Il tema della “Via Crucis” torna più volte nella produzione scultorea di Eli Riva, sia per volere dei committenti, sia per libera scelta dell’artista, “profondamente colpito dal doloroso racconto dell’Uomo sulla via del Calvario”. Eli Riva si definiva infatti “cristologico”.
Una prima “Via Crucis”, giovanile, fu eseguita in Ticino quando, dopo aver lasciato Milano e dopo un soggiorno culturale a Parigi con l’amico pittore Brignole D’Arena, egli si trasferì nella vicina Svizzera Italiana per una permanenza lavorativa nello studio dello scultore svizzero Remo Rossi, all’incirca tra il 1946 e il 1948.
Di questa “Via Crucis” purtroppo abbiamo perso le tracce.

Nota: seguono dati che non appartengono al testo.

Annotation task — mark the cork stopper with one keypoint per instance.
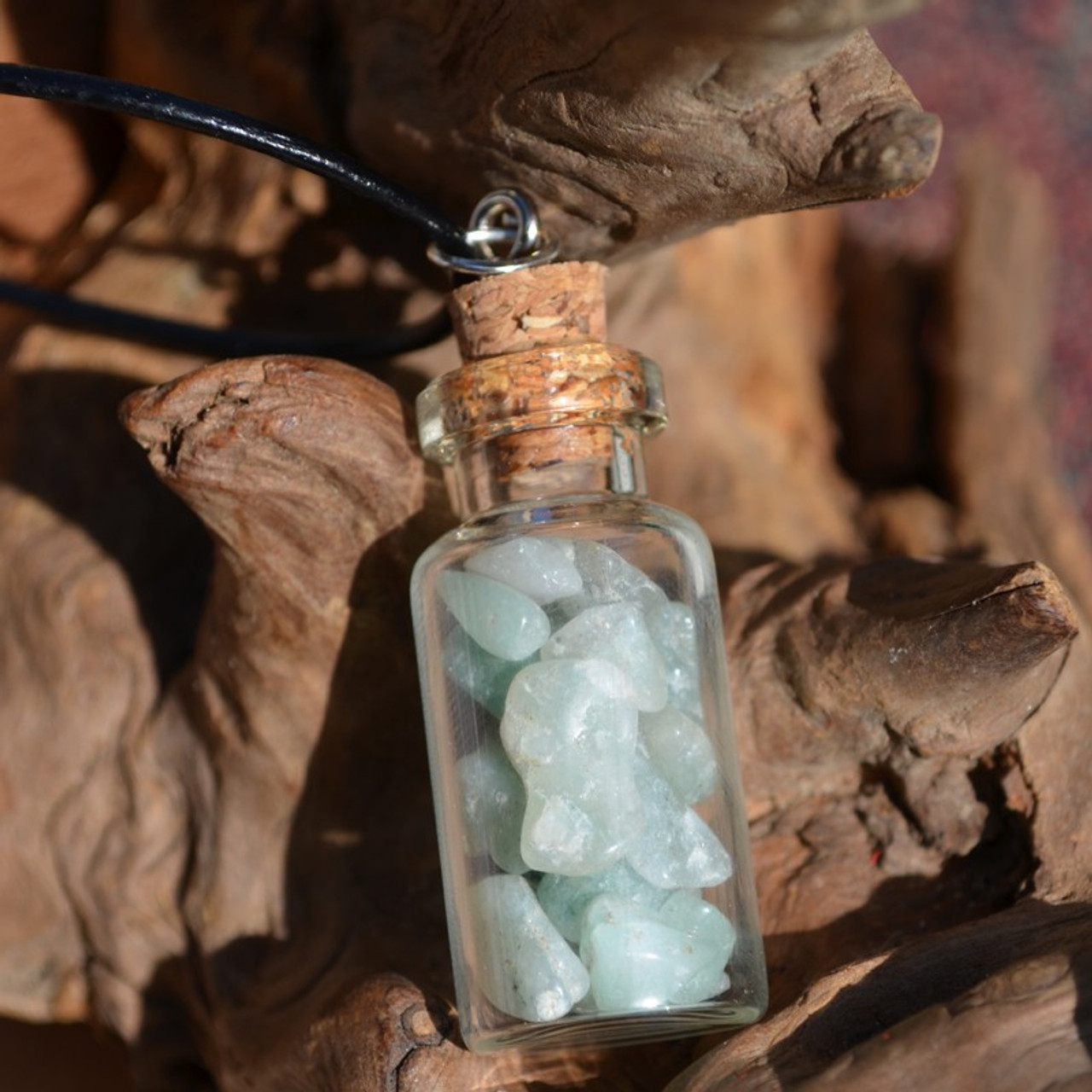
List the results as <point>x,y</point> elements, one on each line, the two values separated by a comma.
<point>537,375</point>
<point>543,307</point>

Non siamo a conoscenza di quale sia la chiesa che la ospita e invitiamo chi ne avesse notizie a fornirle.


L’opera, pur acerba, è comunque interessante perché vi sono evidenti le due tendenze dell’artista nell’arte plastica, quella del disegno, rigoroso, e quella del volume, tanto da poter dire di Riva che è uno scultore prestato al cesello. Subito dopo (anni 1950-53) l’autore sarà padrone dei propri mezzi espressivi, con la “Via Crucis” di Madrona, quella in marmo di Campobasso e con le opere in marmo a volume pieno del 1950.
Eseguita in rame sbalzato e secondo gli schemi tradizionali, la “Via Crucis” del Ticino mostra delle incertezze, tra un manierismo contenuto e la prepotente voglia di espressione data dal forte rilievo plastico. C’è qualche squilibrio, ma è tipico dell’arte giovanile, e cioè di chi sta cercando la propria forma espressiva matura: nel caso di Riva giocano da una parte il volume prorompente, dall’altra la stilizzazione accademica.

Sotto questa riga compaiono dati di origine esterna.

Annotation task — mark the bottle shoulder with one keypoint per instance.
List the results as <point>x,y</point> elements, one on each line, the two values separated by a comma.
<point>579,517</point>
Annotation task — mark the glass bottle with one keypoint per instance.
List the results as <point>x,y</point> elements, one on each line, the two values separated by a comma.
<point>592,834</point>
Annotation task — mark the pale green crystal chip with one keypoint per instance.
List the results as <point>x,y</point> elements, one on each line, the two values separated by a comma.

Si veda la “Presentazione della Croce”:

netto è il disegno ma forte il volume nel corpo del portatore, mentre più stilizzata è la figura del Cristo.

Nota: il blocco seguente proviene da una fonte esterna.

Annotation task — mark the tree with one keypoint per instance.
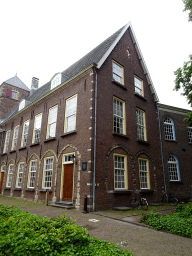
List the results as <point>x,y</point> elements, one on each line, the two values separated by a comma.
<point>188,7</point>
<point>184,74</point>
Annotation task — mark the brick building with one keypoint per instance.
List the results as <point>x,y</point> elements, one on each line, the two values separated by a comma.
<point>91,130</point>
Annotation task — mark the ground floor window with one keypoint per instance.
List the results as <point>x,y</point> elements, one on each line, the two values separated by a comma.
<point>48,172</point>
<point>120,172</point>
<point>144,174</point>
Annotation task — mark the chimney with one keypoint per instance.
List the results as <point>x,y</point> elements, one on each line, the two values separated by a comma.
<point>34,85</point>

Nella “Spoliazione” la massa del corpo del soldato si contrappone al disegno analitico dei piedi, delle mani e dei teli delle vesti delle altre due figure. Ci sono momenti di rilievo plastico: i polpacci, il fianco, la spalla dello “spogliatore”, la spalla e il braccio di Gesù; ma disegno e volume sono in equilibrio, col profilo netto e racchiuso di tutta la figurazione.

“L’incontro con la Madre”

E ora qualche particolare : la testa con la Croce ne “Il Cireneo”,

il soldato che abbraccia il legno in “La caduta”,

le mani e le ginocchia del soldato e la spalla di Gesù in “La seconda caduta”.

La “Inchiodazione”  e il “Sepolcro” sono riassuntivi di tutti i valori, trattati armonicamente.


Massimo squilibrio, ma forse voluto, nella “Crocifissione”, fra le figure laterali delle donne stilizzate che fungono da sfondo e la figura volumetricamente prorompente del Cristo padrone del mondo.

Da questa prima “Via Crucis” fortemente stilizzata della fine degli anni ‘40, alla “Via Crucis” di Madrona del 1953, ancora in rame sbalzato, il salto è enorme, sia per l’immagine che per la tecnica, per i valori formali e di concezione liturgica che illustreremo, e si può sostenere che da ora in avanti Riva sia del tutto padrone dei suoi mezzi espressivi.